76歳の生活

世間では100歳時代では年金以外に2000万円の個人蓄財が必要と騒いでいる。TVコマーシャルでは定年退職後に生活を維持するために資産運用を始めませんかと誘っている。現在76歳の我が身からすれば、将来の不安をあおって金儲けを企んでいる輩に注意しようといいたい。60歳代もそうだが70歳代に入ると体の衰えをもろに感じる。海外旅行を計画するなら60歳代である。70歳代は自分の体調を考えると慎重にならざるを得ない。私は資産運用の話には常に懐疑的である。人にお金を貸してその利息で老後の生活を支えるなど危険極まりない。それより早く借金を返して、自宅を確保し老後の日常生活費を必要最小限に抑えるよう努力する方が賢い。私が現役世代のとき、会社ではゴルフで上司に付き合うことが出世の一つの条件であるように感じていた。実際にはゴルフ出費を抑えて借金返済をする方に会社生活の途中から方向変更した。その選択は正しかった。飲み会の付き合いも同じである。70歳代の体力は現役世代の1割となる、と感じている。
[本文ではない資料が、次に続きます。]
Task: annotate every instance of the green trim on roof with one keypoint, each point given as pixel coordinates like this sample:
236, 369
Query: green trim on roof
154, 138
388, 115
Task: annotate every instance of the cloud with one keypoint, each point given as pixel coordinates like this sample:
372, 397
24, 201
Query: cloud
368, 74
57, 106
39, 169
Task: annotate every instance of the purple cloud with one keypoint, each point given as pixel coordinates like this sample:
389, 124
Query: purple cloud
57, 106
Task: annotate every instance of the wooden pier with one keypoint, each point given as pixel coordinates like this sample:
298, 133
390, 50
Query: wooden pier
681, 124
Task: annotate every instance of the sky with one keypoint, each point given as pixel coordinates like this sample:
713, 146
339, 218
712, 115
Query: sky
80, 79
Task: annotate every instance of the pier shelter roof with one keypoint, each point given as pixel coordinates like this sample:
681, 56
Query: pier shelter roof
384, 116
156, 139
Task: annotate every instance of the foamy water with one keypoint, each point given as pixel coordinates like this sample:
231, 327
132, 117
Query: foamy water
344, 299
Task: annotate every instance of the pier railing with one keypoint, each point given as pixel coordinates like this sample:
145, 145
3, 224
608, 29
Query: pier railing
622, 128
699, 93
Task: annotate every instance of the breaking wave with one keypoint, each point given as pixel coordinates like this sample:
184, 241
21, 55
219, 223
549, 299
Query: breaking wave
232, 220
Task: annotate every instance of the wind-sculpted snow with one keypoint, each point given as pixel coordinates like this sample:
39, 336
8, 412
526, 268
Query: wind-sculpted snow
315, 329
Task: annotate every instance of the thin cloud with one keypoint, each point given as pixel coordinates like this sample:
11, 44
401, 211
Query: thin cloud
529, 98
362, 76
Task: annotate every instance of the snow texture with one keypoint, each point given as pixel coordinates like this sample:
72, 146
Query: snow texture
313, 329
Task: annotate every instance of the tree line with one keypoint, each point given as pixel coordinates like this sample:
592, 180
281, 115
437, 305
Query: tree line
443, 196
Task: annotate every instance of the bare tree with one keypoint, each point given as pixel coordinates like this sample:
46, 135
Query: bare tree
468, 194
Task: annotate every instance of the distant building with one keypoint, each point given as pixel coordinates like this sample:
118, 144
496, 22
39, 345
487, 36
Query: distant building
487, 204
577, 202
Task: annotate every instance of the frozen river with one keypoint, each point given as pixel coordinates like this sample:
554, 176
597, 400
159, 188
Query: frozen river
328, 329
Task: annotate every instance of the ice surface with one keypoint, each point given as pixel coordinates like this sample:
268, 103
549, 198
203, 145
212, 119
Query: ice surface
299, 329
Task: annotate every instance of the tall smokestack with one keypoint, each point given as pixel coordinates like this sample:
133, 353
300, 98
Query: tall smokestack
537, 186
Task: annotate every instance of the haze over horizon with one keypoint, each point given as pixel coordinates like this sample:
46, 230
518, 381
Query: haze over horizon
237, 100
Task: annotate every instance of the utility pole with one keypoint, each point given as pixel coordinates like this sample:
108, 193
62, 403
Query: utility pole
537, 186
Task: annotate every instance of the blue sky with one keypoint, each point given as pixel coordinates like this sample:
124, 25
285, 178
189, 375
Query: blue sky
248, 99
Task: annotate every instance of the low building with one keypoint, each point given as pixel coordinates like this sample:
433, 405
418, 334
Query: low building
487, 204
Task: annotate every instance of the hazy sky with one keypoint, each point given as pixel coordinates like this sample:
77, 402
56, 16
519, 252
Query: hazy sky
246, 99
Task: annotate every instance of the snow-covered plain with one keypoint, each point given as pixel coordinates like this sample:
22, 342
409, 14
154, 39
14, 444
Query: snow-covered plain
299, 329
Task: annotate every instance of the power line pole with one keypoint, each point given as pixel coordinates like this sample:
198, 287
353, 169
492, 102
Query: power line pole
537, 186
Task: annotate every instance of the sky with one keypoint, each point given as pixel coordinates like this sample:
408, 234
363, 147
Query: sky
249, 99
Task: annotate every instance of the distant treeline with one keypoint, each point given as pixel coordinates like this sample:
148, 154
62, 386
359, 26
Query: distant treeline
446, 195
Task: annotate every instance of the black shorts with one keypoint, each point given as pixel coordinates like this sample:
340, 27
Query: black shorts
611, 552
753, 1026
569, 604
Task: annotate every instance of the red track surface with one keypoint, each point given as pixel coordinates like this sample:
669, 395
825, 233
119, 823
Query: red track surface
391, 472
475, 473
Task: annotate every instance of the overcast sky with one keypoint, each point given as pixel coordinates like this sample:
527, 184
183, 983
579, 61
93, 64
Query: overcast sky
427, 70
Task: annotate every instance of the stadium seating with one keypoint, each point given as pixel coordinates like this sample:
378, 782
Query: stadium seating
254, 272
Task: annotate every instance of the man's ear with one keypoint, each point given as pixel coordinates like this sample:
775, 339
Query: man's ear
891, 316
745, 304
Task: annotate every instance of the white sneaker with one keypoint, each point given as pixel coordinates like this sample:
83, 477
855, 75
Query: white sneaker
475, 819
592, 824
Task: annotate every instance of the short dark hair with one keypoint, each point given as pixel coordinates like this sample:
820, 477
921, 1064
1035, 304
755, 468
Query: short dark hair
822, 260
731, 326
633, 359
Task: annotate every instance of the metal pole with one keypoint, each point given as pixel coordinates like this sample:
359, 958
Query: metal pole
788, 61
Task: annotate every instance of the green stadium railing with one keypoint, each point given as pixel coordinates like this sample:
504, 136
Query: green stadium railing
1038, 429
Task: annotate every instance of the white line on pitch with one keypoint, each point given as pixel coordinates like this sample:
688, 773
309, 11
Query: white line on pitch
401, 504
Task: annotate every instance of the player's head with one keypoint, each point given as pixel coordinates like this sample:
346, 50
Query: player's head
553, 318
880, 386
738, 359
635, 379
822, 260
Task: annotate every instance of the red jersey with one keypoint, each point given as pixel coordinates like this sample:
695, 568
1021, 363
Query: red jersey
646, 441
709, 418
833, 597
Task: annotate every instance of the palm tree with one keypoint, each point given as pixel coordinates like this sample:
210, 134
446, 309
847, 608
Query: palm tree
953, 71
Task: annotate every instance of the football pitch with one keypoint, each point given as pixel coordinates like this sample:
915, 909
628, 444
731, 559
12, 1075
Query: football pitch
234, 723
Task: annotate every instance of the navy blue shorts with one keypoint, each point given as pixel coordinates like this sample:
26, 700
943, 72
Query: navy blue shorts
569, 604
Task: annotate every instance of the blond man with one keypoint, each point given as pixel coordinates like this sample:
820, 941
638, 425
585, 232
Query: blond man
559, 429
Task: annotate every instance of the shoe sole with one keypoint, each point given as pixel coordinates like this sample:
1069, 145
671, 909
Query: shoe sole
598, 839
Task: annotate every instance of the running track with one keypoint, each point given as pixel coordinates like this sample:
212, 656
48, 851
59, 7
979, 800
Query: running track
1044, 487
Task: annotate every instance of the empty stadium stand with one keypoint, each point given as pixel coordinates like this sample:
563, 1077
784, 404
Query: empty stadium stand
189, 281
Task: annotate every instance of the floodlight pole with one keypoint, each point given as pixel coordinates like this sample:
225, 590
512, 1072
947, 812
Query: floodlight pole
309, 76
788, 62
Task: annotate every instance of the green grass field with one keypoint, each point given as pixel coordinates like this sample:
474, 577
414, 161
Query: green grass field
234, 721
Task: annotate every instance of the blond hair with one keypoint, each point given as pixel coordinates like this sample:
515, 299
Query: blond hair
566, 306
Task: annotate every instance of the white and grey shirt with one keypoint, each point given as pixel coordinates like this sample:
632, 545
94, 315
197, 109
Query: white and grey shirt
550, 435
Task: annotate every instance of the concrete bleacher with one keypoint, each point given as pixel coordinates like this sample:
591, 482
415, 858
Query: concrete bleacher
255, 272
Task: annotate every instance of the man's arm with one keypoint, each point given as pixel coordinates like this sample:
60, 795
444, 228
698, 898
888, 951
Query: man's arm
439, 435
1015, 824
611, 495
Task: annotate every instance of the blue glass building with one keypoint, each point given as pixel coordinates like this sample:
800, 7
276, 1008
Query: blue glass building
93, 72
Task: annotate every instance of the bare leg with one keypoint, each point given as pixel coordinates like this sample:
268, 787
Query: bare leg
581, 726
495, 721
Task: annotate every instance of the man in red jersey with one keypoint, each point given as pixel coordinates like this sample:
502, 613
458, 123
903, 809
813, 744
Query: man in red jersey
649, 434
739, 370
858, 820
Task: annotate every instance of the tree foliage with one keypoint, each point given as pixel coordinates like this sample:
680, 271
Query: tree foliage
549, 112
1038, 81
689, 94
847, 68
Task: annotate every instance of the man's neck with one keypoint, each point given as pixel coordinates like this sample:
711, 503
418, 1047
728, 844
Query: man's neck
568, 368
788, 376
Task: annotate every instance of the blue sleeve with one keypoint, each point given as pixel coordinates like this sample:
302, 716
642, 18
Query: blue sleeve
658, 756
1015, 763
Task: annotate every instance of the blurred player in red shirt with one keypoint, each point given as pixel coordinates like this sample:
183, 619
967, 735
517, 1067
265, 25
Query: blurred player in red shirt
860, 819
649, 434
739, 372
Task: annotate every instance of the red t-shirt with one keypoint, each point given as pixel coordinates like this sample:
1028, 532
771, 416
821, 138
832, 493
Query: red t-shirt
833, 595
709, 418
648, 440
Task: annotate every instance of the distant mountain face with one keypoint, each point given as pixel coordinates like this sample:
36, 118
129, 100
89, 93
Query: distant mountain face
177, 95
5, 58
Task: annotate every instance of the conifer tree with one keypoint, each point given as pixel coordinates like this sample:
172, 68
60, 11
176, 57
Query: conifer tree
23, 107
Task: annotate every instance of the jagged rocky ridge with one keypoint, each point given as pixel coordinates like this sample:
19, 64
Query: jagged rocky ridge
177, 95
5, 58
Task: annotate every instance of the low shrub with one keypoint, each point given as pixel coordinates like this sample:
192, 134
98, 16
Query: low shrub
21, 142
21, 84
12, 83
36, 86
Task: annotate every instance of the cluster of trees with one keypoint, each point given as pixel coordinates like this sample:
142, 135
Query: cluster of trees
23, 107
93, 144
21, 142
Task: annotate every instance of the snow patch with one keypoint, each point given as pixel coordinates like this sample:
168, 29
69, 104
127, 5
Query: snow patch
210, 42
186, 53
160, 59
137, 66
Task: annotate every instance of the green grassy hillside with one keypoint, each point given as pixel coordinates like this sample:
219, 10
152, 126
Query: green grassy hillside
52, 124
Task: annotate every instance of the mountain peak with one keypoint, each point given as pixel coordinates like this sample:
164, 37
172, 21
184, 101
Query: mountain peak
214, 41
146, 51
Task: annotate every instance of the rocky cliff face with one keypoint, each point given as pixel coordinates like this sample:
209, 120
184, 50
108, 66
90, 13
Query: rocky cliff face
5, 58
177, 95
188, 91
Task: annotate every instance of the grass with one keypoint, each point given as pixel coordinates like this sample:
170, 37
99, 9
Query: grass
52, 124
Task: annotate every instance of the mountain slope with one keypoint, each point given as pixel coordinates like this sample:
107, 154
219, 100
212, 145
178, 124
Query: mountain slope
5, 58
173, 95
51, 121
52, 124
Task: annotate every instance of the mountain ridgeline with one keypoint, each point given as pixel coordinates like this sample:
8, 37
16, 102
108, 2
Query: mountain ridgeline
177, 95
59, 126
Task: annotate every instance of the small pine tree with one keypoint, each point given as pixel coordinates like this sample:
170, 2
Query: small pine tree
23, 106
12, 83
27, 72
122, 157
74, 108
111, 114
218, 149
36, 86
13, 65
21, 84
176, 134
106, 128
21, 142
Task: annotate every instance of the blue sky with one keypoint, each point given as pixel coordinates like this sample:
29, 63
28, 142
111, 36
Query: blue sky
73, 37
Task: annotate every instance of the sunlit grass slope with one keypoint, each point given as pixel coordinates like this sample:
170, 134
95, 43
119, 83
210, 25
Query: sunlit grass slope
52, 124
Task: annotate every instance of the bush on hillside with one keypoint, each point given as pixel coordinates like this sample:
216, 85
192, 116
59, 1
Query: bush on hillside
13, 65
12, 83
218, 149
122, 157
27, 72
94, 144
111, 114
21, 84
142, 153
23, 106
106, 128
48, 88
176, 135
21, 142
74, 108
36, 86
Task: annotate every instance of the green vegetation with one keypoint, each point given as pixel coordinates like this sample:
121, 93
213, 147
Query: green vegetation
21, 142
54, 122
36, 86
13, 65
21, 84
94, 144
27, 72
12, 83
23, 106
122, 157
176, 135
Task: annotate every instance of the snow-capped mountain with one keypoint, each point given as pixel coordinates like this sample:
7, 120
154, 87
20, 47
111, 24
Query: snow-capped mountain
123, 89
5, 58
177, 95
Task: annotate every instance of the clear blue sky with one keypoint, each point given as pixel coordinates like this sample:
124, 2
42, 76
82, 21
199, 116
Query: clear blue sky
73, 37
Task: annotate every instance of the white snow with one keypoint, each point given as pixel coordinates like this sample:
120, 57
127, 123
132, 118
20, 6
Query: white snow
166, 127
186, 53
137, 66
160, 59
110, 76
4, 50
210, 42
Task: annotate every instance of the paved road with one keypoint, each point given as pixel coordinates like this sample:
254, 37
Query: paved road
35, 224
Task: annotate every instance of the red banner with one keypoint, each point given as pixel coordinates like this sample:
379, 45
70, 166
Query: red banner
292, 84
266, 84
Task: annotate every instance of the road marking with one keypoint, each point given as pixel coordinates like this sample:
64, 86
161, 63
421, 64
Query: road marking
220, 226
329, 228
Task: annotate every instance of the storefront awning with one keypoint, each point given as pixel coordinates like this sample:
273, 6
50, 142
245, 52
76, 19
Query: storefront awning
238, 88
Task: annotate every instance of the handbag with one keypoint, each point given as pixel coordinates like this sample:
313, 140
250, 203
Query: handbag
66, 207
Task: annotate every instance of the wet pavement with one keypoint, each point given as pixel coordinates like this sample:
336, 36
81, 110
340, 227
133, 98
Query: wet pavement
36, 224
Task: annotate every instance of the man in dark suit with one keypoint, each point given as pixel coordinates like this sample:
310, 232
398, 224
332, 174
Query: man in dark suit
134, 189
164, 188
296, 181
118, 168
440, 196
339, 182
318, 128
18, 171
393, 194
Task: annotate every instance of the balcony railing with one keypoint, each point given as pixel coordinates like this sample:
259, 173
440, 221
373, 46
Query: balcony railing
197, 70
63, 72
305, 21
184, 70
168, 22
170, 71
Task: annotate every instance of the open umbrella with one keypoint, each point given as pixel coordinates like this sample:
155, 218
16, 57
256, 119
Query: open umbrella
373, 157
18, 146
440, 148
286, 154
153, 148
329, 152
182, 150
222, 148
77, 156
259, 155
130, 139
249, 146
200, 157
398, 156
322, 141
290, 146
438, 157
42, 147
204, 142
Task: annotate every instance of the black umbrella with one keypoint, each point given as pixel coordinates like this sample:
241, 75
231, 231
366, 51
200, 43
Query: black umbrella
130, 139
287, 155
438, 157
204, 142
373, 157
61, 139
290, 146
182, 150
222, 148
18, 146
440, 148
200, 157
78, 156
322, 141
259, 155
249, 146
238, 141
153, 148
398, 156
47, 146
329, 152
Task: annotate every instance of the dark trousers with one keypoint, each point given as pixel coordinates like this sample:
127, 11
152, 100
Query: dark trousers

現役では毎朝混雑する電車で出勤するが、70歳代では自宅で自身で出来る仕事を作り出すことが望ましい。サラリーマン時代に自宅で一人でできる仕事のプランを作るのは難しいが、現役時代からいろいろ試しておくとオリンピック2020以降の時代には可能性がある。21世紀の家内工業は、ITと高齢者の知識経験で組み立てることができよう。趣味の延長でもOKだ。現実には76歳の日常は、朝起きると食事のあと、ごみ捨て、洗濯、TVのニュースを済ませてから、コーヒーを入れる。むろん今日の体調をチェックするために血圧を測る。血圧が高めだったら薬を飲むが、マイペースで進める仕事と夕方の適度な運動を組み合わせると、現役時代に高かった血圧もそれほど高くならない。先日次男が結婚した。40歳の時に生まれた子供だ。これで子供3名の結婚を達成し、人生の区切りとなった。老後の生活を支えるのは、借金をすべて完済し、自宅を確保し、最低限の生活費で暮らせる環境を準備することだ。決して資産形成の誘いの手に乗らないこと、これが76歳を平穏無事に送っている秘訣だと考えている。